# Forest Junkyard for Old Classic Cars in Georgia, USA



## SeaBreeze (Sep 30, 2017)

Lots of old classic cars on this piece of property, wouldn't mind walking through and taking a look.  More here.



> Fifty miles north of Atlanta, a 34-acre compound houses one of the  largest car collections in the world. But this collection doesn’t have  polished Ferraris or Porsches under shining lights. There are no  immaculate Mercedes or Bentleys proudly displayed behind velvet ropes. A  rusty sign out front of the site reads “_The world’s oldest junkyard jungle, here 80 years_.”
> 
> Most of this collection is unsalvageable midcentury American steel,  and it lays strewn about a forested property in rural Georgia.
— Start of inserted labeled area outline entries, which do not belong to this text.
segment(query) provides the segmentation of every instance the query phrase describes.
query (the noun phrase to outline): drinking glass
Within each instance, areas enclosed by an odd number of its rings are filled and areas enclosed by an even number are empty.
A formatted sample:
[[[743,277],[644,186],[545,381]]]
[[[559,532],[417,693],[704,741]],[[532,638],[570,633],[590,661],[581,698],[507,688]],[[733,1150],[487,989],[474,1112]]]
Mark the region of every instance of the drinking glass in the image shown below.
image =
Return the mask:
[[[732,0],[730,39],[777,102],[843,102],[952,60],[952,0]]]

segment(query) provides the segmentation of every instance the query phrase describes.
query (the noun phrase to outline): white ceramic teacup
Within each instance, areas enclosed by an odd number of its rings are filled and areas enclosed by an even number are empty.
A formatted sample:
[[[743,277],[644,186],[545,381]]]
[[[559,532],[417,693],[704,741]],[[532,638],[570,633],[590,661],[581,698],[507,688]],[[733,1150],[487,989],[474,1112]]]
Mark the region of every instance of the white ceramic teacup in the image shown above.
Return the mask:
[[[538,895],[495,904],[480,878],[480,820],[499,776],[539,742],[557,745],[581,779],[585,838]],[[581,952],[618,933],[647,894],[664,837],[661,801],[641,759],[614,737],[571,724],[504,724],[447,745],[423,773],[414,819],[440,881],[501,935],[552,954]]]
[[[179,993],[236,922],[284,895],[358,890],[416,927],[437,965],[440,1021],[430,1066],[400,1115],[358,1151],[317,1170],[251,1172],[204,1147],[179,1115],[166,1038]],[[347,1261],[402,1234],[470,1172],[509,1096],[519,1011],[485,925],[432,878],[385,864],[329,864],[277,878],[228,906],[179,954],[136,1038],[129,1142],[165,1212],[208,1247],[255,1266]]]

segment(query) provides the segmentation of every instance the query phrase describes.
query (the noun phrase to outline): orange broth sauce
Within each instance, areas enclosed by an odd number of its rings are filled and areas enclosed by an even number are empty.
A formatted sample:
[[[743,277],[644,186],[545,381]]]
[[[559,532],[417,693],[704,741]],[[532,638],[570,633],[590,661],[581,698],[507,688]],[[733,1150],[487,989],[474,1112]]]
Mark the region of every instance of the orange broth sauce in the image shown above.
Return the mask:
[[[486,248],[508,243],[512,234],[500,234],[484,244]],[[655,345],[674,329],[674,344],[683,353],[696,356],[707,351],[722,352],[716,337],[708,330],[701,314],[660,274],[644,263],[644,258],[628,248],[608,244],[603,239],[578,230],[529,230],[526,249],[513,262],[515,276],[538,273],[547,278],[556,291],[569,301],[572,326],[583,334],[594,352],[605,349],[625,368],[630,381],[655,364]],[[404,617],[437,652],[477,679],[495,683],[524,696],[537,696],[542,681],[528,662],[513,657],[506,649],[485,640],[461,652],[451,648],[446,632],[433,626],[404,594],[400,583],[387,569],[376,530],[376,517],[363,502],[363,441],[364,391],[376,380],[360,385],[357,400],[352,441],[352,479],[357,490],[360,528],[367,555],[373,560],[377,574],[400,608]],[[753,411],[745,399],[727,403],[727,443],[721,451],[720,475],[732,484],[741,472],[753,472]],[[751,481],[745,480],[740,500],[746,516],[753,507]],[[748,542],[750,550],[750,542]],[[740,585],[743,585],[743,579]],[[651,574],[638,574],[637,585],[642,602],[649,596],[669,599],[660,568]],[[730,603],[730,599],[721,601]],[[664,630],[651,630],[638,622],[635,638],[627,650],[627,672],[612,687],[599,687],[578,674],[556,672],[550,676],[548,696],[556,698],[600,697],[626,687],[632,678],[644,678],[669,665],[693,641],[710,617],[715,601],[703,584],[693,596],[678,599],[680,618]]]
Over  4,500 cars – most of which are model year 1972 or older – belong to a  man who spent his life saving some of America’s classic cars from the  crusher. _Sometimes-Interesting_ teams up with a fellow blogger to explore the what and why behind _Old Car City U.S.A.
> _
> ...


----------



## Meanderer (Sep 30, 2017)

....follow the signs..."Park Your Carcass:!


----------



## Aunt Bea (Oct 1, 2017)

Reminds me of the back lot on my grandmothers farm, when we were little we pretended to drive in junk cars just like those, LOL!!!


----------



## Meanderer (Oct 1, 2017)

The Stagnant Motor Pool


----------



## Pappy (Oct 1, 2017)

Many a great looking car started this way.


----------



## Don M. (Oct 1, 2017)

I like to watch these "car restoration" shows on TV.  It really takes some skill to turn a junker into a "like new" Classic....and 10's of thousands of dollars....but there is a huge market for those old cars that had some Personality.  40+ years ago, a person could identify a car at a glance....today, one has to look at the nameplate to tell if its a Chevy or a Cadillac. 

A fully loaded 1955 Chevy Bel Air sold for about $2500 new....one of those fully restored, today, can bring well over $100,000 at a classic car auction.


----------



## IKE (Oct 1, 2017)

I agree Don, the 55' Bel Air is a real classic.


----------



## Don M. (Oct 1, 2017)

If I were filthy rich, I would look for a 1957 Ford Thunderbird 3 window coupe, and have a frame off restoration done.  Of all the beautiful cars made in that era, the '57 Bird is probably my favorite.  

https://classiccars.com/listings/vi...d-for-sale-in-westfield-new-jersey-07090-1942


----------